No matter what, we've got a bad 5 to 10 years ahead of us. Mr. Jeffers is correct and Jeffery Brown's Export Land model is correct. If we don't replace the oil we are presently importing, we'll soon be trying to run our economy on less than 5,000,000 Barrels of oil per day. As Mr Jeffers has pointed out, the delivery trucks won't make it to the grocery store.

The US has approximately 270,000,000,000 tons of recoverable coal in the ground. If we can turn each ton into 4BBL of liquid fuel, that's about a quadrillion barrels, enough to last 135 years at present consumption rates. (Sorry about the 300 year number. Next time I'll do my own math.)
This also assumes that we replace coal in our requirements for fixed power with nukyaler.

Given the alternative, holding US consumption where it is sounds great! Our trade deficit ( and not coincidently, the Federal deficit ) runs about $2000 per person per year. We can't keep financing worldwide economic development on borrowed money. It will stop of its own accord. We'll be broke. Well, we are broke, but until someone notices, maybe we can improve things for the longer term.

I'm not against solar power, or wind or geothermal or fusion, or anything that replaces what we're buying from overseas. I'd love to see us run on renewable fuel. None of the above are really yet practical and we just can't wait.

But, we do know how to mine coal, generate nuclear power and to convert coal to oil. The other needed process for thermal extraction of hydrogen from water is known. All of these technologies have existed since the 1950s or before. The product of this will run our present day vehicles.

Rome is burning, Nero is fiddling.

Coal Guy

Anonymous said...

Sorry, that a trillion barrels, not a quadrillion.

Regards,
Coal Guy

Anonymous said...

The coal left in the US is 'crap coal', brown, nasty, high sulphur sub-bituminous solid slag, with atrocious energy densities.
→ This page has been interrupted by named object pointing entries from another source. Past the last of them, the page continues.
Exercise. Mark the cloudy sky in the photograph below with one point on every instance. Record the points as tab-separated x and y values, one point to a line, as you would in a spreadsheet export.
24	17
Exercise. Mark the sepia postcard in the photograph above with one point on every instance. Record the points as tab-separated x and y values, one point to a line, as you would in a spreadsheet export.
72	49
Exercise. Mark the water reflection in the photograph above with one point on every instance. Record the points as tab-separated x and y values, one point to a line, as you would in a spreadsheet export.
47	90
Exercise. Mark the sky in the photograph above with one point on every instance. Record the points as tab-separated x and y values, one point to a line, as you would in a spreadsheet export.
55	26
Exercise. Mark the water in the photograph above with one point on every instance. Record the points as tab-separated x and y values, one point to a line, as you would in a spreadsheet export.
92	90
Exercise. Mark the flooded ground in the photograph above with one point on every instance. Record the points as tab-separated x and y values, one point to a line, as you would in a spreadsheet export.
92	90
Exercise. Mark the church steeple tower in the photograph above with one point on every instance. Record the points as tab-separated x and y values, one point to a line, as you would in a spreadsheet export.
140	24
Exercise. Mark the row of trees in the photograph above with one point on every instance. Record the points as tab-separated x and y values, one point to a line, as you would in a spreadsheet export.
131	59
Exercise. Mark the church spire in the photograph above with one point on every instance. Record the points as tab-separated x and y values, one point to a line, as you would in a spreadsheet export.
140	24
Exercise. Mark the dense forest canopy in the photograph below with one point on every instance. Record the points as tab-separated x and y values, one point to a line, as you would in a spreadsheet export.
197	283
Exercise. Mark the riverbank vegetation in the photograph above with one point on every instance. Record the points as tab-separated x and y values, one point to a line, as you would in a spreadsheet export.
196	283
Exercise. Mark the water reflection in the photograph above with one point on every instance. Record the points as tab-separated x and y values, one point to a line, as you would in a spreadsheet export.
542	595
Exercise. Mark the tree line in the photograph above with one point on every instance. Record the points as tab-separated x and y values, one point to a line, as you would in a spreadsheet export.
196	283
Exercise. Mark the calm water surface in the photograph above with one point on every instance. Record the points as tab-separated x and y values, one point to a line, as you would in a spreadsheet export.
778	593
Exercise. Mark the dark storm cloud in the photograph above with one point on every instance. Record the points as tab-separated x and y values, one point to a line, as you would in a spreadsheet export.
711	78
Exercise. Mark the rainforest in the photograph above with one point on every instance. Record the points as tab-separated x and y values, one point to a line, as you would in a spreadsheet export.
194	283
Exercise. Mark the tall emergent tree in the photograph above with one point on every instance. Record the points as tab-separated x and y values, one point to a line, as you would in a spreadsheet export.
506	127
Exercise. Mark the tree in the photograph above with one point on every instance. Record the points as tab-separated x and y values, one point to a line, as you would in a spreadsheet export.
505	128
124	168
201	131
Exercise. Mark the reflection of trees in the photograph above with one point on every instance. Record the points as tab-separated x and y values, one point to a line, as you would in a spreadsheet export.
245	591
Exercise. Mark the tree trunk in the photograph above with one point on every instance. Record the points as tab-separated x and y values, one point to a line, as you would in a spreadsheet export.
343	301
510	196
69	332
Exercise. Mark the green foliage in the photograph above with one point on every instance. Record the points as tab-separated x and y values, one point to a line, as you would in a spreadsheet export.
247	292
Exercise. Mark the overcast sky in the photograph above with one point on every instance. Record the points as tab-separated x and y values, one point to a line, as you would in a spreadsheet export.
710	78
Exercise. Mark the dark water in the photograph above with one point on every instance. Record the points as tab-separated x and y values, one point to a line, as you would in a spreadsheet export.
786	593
In fact, the US is presently IMPORTING hard anthracite coal from South Africa. Go read Heinberg's papers.

Liquefying, processing, and refining what we have left and turning into a usable high density liquid transport fuel (i.e. methanol) results in a massive net loss in terms of available energy. Total process is less than 15% efficient, total energy in vs. usable energy out.

Not only that, you cannot convert 2000 pounds of coal at 15-20 MJ/kg energy density = 1344 pounds of diesel (your 4 barrels=168 gallons) at 32 MJ/kg, I call your bluff, math is clearly not your forte!
Even assuming 100% conversion efficiency and no external inputs, you managed to actually create extra energy in the process, and defied the laws (both #1 and #2) of physics simultaneously. Nice.
Call Einstein and let him know.

Based on Sasol's real world experience (the largest coal to liquids outfit in the world) and assuming anthracite coal is used in the first place, the best one can hope for is 42% conversion efficiency (discounting all other inputs).

Further, USGS 1996 figures show estimates of total US coal reserves were approximately 17.6 billion metric tons, a mere fraction of what you claim to start with.
Thus, assuming complete conversion, we'd have exhausted our entire coal supply in just 6 years!! (17,600,000,000 tons * 2000 lb/ton * 42% conversion / 8 lb/gal / 42 gal/barrel / 20,000,000 barrels/day consumption / 365days/year)

We would be better served by simply burning it for electricity (at roughly 40% efficiency).